Nomad: In the Footsteps of Bruce Chatwin is streaming beginning August 26 via the Film Forum's Virtual Cinema. Click here for access.
This fascinating and idiosyncratic documentary by Werner Herzog looks at the life and legacy of Bruce Chatwin (1940 - 1989), a traveler, art expert, and seeker of the bizarre and the mysterious aspects of the human adventure. The filmmaker considers him to be a "kindred spirit." They shared not only a friendship but also the quest for strange places, secret knowledge, ancient wisdom, profound beauty, and facts that can be reframed by the imagination.
Herzog serves as the narrator of this documentary which is divided into chapters based on Chatwin's books. It also presents commentary by his biographer Nicholas Shakespeare; interviews with Chatwin's wife about her husband's sexual proclivities; and memories of this extraordinary writer by friends and colleagues. It is very pleasing to watch Herzog poke around a site in Patagonia where years earlier Chatwin was thrilled to be in a place where giant sloths had once ambled around.

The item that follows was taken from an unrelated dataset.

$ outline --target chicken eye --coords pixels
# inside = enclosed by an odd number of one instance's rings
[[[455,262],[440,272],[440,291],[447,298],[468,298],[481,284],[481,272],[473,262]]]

After being praised as an outstanding travel writer, Chatwin decided to visit Australia and to listen to aboriginal elders who were the country's archetypal wanderers and desert dwellers. They introduced him to the songlines, the labyrinth of invisible pathways meandering all over Australia. The aboriginals call them "the footprints of the ancestors." Herzog talks with some elders who admired Chatwin and his approach to their culture.
Another bond between Herzog and Chatwin was their mutual respect for "the sacramental aspect of walking." It seems appropriate, then, that Herzog has inherited Chatwin's leather and weather-beaten travel bag.
This spiritually edifying documentary shows how this simple yet inspirational habit fosters insight, creativity, and camaraderie. It seems appropriate, then, that Herzog carried Chatwin's leather, weather-beaten travel bag during the documentary.